Without him, the whole movement would have been a footnote. That it is much more than this is down to the laser-eyed fury with which Johnny sang. In dismissing the Queen – the Queen! – as being a person who ‘ain’t no human being’, the Pistols terrorised a nation in a way that today it is impossible to do. That week in 1977, the occasion of Her Majesty’s Silver Jubilee, the official charts were rigged so that Rod Stewart sat at Number One, this despite the fact that the Pistols were selling four times as many copies of their own seven-inch single. The band, and Johnny Rotten in particular, were deemed so beyond the pale as to be recipients of the highest compliment the British establishment can confer – a moral panic.

Forty-two years on, it is deeply pleasing that it is Marky Ramone at whom John Lydon is now having a pop. The Ramones’ second drummer, Marky joined the band in 1978 at exactly the point at which the energy and fizz of the group’s earliest gems – Rockaway Beach, Blitzkrieg Bop, Sheena Is A Punk Rocker, and so on – were giving way to repetition and routine. These days the 67-year-old tours the clubs of the United States and Europe playing a greatest hits set of a band three quarters of whom are dead. Whatever punk is, it surely ain’t this.

In London, in 1978 it took Johnny Rotten just two minutes and 58 seconds for him to escape from the corner into which he’d painted himself with the Sex Pistols. Just nine months after walking away from the band that had made him both feared and famous, the frontman returned, this time as John Lydon, as the leader of Public Image Ltd, a role he occupies still today. The group’s first single, Public Image, gave the death-stare to what had come before, and then duly set it on fire. ‘I’m not the same as when I began / I will not be treated as property’, he sang.

He wouldn’t then, and he won’t now. For all the times that John Lydon comes across as a berk – and, to give him his due, the times he appears to be a decent and compassionate man, as he did when speaking on the suicide of Keith Flint – he remains an artist on whom it is unwise to turn one’s back.

It is the Sex Pistols for which he will be most keenly remembered, but it is with Public Image Ltd that his punk heart continues to beat. Almost 40 years on from a show at the Ritz, in New York, at which the singer encouraged a restive crowd to riot by performing behind a curtain while repeating the words “silly fucking audience,” PiL are still issuing music that pushes at boundaries in ways that are sometimes odd and often unsettling.

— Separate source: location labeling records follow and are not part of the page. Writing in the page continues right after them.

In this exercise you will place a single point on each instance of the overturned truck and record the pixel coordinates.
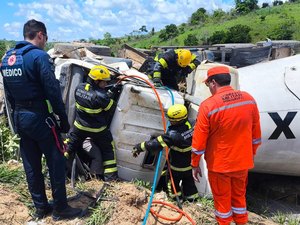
(139, 114)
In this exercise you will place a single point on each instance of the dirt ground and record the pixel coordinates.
(122, 203)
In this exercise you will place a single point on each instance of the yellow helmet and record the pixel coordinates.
(184, 57)
(99, 72)
(177, 113)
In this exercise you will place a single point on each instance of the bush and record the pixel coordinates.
(191, 40)
(284, 31)
(218, 37)
(238, 34)
(9, 143)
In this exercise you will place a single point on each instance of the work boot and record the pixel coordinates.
(111, 176)
(67, 213)
(40, 213)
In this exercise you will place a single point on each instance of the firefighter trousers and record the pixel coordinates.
(229, 193)
(104, 142)
(184, 184)
(37, 140)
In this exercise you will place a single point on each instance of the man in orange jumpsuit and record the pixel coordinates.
(228, 133)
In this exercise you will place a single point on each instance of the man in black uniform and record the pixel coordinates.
(172, 66)
(94, 112)
(33, 92)
(179, 139)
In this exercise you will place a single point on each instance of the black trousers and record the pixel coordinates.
(104, 149)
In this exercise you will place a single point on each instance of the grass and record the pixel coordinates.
(261, 28)
(12, 176)
(101, 214)
(285, 219)
(141, 183)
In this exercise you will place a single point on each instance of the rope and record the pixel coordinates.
(182, 213)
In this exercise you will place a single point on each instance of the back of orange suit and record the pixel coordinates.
(228, 133)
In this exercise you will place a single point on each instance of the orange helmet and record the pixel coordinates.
(184, 57)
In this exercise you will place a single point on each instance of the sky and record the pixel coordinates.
(68, 20)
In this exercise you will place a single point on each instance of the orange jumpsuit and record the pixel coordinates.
(228, 133)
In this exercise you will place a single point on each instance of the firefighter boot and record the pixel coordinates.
(111, 176)
(40, 213)
(66, 213)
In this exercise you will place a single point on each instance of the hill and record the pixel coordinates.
(274, 22)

The band’s last album, What The World Needs Now, released in 2015, stands comparison with the timeless Metal Box, unveiled in 1979.

Today, John Lydon remains the difference between punk rock and punk. Punk rock is a sound, and an industry worth millions of dollars. Punk is something starker, less likeable, and much rarer. It is something that is in his blood, as well as, you imagine, a thing that makes a terrible racket in his head.

And it will take more than a turn as a pantomime dame on a panel in Los Angeles to change that.